Brief Biochemistry of Brazzein, a Sweet Tasting Protein

This protein was quite fun in modelling considering its secondary structures. I will admit though that I have a newfound appreciation for molecular chaperones, the proteins that assist with non-covalently folding other proteins. Below is an example of my brazzein wire model:

Derived from the berries of a West African plant, the Pentadiplandra brazzeana Baillon, brazzein is one of the sweetest and the smallest of the sweet tasting proteins. In fact, this 54 amino acid long protein can be 500 to 2000 times sweeter than sucrose. The presence of PyrE (pyroglutamic acid) at the N-terminus of brazzein is known to cap sweetness at the lower aformentioned levels, thus cleaving PyrE increases sweetness. So far, studies have shown that only humans and Old World primates can taste brazzein’s sweetness. This occurrence is best explained by the activation of human sweet receptors, heterodimeric G-protein coupled receptors (GPCRs), by brazzein.

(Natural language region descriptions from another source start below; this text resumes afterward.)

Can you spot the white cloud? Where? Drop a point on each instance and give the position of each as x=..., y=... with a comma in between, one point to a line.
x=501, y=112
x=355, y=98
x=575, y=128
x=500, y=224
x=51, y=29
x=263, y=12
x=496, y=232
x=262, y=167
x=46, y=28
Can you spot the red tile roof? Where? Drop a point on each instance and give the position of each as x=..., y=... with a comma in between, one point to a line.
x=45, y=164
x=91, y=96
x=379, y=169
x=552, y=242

The structure of brazzein plays a critical role in sweetness. As with most other proteins found in nature, the most common stereoisomer of this protein is the L-enantiomer. The D-enantiomer, or the mirrored image, can be prepared by synthesizing brazzein with the fluoren-9-yl-methoxycarbonyl (Fmoc) solid-phase method, a pepetide synthesis technique originally developed by Robert Bruce Merrifield. Interestingly enough,  D-brazzein has no sweetness and was in fact tasteless most likely due to minimal to no human taste receptor binding. The counterpart L-brazzein is quite a hardy protein with exceptional heat and pH stability maintaining its sweetness at a high of 98°C for two hours in a pH range of 2.5-8. This stability is mainly credited by its four intramolecular disulfide bonds and no free sulfhydryl groups.

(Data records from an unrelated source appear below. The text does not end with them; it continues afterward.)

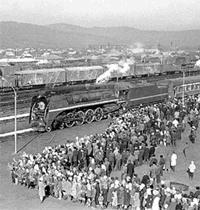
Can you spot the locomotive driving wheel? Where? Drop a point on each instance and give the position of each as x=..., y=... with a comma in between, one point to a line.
x=98, y=114
x=89, y=116
x=49, y=128
x=80, y=117
x=69, y=120
x=62, y=126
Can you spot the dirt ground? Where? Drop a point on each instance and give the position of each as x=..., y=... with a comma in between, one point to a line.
x=20, y=198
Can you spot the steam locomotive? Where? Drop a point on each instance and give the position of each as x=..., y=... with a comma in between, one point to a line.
x=75, y=105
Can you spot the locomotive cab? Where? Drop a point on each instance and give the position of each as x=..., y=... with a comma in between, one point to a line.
x=39, y=112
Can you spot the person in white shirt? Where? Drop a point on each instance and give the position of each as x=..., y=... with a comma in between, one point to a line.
x=173, y=161
x=191, y=170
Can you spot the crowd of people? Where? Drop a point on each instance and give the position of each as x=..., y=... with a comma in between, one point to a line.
x=81, y=171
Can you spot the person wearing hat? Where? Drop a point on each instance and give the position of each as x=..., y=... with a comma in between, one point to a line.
x=191, y=170
x=41, y=187
x=173, y=161
x=197, y=193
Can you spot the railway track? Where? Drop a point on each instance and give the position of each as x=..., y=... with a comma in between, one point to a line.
x=24, y=99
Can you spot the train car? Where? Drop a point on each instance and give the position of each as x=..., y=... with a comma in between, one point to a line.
x=73, y=105
x=147, y=69
x=148, y=93
x=187, y=86
x=81, y=74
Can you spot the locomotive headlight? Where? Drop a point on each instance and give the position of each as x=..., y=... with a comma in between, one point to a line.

Ironically, the brazzein fold comprising of one bent alpha helix and three strands of antiparallel beta-sheets shares the same Scorpion-toxin like domain as some small potent scorpion toxins such as TsKapa, a potassium channel blocker. A structural resemblance is also found in plant gamma-thionins and defensins yet this sweet protein has no published harmful side effects when consumed.

P&S

References

Hellekant, G. & Danilova, V. (2005). Brazzein a Small, Sweet Protein: Discovery and Physiological Overview. Chemical Senses, 30(suppl 1), i88-i89.

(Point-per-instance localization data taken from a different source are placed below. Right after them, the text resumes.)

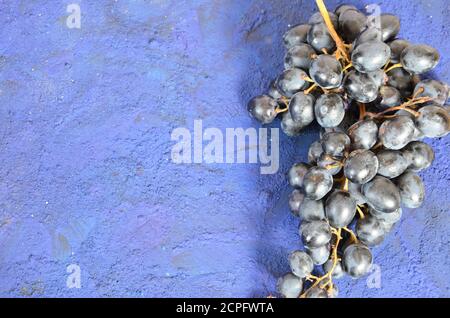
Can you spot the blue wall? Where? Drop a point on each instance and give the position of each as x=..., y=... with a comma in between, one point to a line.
x=86, y=178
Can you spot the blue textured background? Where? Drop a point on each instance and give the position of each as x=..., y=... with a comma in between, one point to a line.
x=86, y=177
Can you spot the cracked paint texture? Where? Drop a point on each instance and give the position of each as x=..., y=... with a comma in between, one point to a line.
x=86, y=177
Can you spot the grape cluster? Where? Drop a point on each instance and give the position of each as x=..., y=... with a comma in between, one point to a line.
x=363, y=87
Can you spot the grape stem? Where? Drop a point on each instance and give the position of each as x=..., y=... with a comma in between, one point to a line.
x=398, y=65
x=352, y=234
x=334, y=257
x=341, y=48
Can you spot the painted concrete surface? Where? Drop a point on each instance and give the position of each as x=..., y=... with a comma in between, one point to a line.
x=86, y=177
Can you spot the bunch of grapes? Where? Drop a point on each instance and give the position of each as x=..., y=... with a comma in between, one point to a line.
x=363, y=87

Assadi-Porter, F. M., Maillet, E. L., Radek, J. T., Quijada, J., Markley, J. L. & Max, M. (2010). Key amino acid residues involved in multi-point binding interactions between brazzein, a sweet protein, and the T1R2-T1R3 human sweet receptor. Journal of Molecular Biology, 398(4), 584–599.

Caldwell, J.E,, Abildgaard, F., Dzakula, Z., Ming, D., Hellekant, G. & Markley, J.L. (1998). Solution structure of the thermostable sweet-tasting protein brazzein. Natural Structural Biology, 5(6), 427-31.

Izawa, H., Ota, M., Kohmura, M. & Ariyoshi, Y. (1996). Synthesis and characterization of the sweet protein brazzein. Biopolymers, 39(1), 95-101.